Las autoridades apresaron al Santo y le invitaron con palabras halagadoras a que ofreciese incienso a los ídolos. Respondióles con entereza que profesaba las doctrinas de Jesucristo, con el que había convivido y con el que le había ligado Intima amistad. "Si no adoras a nuestros dioses—dijole el prefecto—, perderán la vida en medio de horribles tormentos." Contestóle el Santo: "Bien sabes tú que tan sólo puedo ofrecer sacrificios al Dios verdadero y que tus dioses no merecen tales ofrendas. Y, en cuanto a tus amenazas, dígote que no puede acontecerme cosa más placentera, dulce y gloriosa que dar la vida por Aquel que me la devolvió después de haberla perdido y que se dignó morir por mí para que yo pueda sobrevivir eternamente". Indignado y lleno de rabia ante tan heroica respuesta, dió la orden de que le despedazasen con látigos, lo que se cumplió con tan inhumana crueldad que su cuerpo manaba sangre por todas partes. Después de esta dolorosa tortura, sigue diciendo una de las actas del glorioso mártir, se le arrastró cruelmente por toda la ciudad y se le encerró posteriormente en una prisión muy obscura, esperando a que se repusiese de sus heridas para someterle a nuevos suplicios. El Señor le visitó en su lúgubre calabozo, le fortificó para la hora del último combate, prometiéndole hacerle partícipe en el cielo de las delicias de que gozan los apóstoles. El prefecto invitóle de nuevo a abjurar de su fe; pero inútilmente. Viendo que nada ni nadie era capaz de doblegar el ánimo de Lázaro, mandó el prefecto que aquél fuera atado a un poste y atravesado por una lluvia de flechas. Como el Santo vivía aún, le aplicaron a las heridas planchas de hierro candente. En medio de este pavoroso suplicio sonreía el mártir, gozoso de sufrir por amor de su amigo Jesús. El juez puso término a su vida cortándole la cabeza.
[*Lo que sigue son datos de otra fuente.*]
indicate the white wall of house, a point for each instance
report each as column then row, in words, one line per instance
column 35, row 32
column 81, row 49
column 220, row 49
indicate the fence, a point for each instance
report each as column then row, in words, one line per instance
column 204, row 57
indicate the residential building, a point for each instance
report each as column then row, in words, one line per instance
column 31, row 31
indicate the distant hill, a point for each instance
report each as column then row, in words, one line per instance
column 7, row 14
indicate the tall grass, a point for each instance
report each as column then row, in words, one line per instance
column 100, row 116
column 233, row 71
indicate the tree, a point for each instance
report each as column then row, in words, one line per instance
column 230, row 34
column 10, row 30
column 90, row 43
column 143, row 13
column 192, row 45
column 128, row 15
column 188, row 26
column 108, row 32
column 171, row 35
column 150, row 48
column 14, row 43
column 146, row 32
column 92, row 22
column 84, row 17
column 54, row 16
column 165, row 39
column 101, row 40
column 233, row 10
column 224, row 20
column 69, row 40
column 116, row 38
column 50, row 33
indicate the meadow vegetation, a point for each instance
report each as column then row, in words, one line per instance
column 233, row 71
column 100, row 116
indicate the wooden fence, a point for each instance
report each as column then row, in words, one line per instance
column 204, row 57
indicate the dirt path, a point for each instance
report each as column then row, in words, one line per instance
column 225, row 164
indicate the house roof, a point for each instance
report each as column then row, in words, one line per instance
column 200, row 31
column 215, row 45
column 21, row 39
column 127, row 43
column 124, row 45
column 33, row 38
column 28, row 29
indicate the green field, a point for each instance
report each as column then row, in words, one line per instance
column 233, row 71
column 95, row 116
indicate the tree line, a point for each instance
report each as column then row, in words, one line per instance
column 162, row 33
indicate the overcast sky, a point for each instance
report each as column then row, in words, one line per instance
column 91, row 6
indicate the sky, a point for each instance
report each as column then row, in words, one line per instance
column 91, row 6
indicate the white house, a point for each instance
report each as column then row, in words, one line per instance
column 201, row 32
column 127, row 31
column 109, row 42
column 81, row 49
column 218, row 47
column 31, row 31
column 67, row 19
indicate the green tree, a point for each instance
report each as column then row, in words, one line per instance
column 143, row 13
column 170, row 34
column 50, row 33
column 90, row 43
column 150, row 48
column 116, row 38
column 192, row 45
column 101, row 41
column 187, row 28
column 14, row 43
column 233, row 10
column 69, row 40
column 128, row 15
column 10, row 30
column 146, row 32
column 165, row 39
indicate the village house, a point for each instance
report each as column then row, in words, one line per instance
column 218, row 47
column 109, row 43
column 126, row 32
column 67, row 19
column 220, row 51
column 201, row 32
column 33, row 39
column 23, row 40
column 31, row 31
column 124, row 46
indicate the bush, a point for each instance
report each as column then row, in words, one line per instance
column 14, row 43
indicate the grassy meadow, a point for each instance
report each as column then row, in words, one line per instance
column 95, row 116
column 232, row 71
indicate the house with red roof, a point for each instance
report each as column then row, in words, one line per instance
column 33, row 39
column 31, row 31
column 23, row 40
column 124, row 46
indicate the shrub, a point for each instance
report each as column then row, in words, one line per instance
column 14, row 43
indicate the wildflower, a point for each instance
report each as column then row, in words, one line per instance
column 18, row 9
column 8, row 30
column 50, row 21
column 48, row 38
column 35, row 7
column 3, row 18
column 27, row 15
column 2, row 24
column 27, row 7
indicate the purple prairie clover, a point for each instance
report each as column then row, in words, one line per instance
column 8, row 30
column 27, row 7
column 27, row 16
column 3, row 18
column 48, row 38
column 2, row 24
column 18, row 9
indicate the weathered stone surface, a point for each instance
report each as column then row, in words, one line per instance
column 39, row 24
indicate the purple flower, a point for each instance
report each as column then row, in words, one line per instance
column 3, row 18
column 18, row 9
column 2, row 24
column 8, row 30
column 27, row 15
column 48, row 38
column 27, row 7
La tradición señala dos sepulcros del Santo: uno en Betania y otro en Marsella. Del sepulcro de Betania habla Origenes (185-254). Consta de un vestíbulo de tres metros de ancho, desde donde se baja, por una escalera estrecha, a un rellano cuadrado y con una anchura de dos metros. Era éste el lugar donde reposó cuatro días el cuerpo difunto de Lázaro. El vestíbulo en el cual se colocó Cristo y desde donde imperó a Lázaro que saliera fuera, fue convertido en capilla, como atestiguan los pequeños ábsides y altares que han aparecido después de unas excavaciones arqueológicas. Según antiguos peregrinos, la misma cámara sepulcral fue revestida de mármol y convertida en capilla. Con la invasión de los árabes, el lugar fue profanado. A fines del siglo XVI transformaron las ruinas de la iglesia antigua en mezquita y prohibieron a los católicos acercarse al sepulcro de Lázaro. Más tarde los franciscanos, custodios de Tierra Santa, consiguieron, mediante una gruesa cantidad de dinero, abrir otro acceso al sepulcro. Desde entonces el peregrino que desea visitar tan augusto lugar se ve en la precisión de bajar veinticuatro gradas de una estrecha y desgastada escalera para llegar al mencionado vestíbulo. Modernamente, la Custodia de Tierra Santa ha levantado sobre el lugar una devota iglesia, que evoca maravillosamente la escena de Cristo, vencedor de la muerte, llamando a su amigo Lázaro y deshaciéndole las ataduras con que le habían aprisionado al morir. ¡Qué bien suenan allí aquellas consoladoras palabras del relato evangélico: "Señor, el que amas está enfermo"; "Yo soy la resurrección y la vida; el que cree en mi, aunque muera vivirá, y todo el que vive y cree en mí no morirá para siempre"; "¡Cómo le amaba!". Que este amor nos tenga Cristo al bajar nosotros al sepulcro, lo que sería prenda de vida eterna.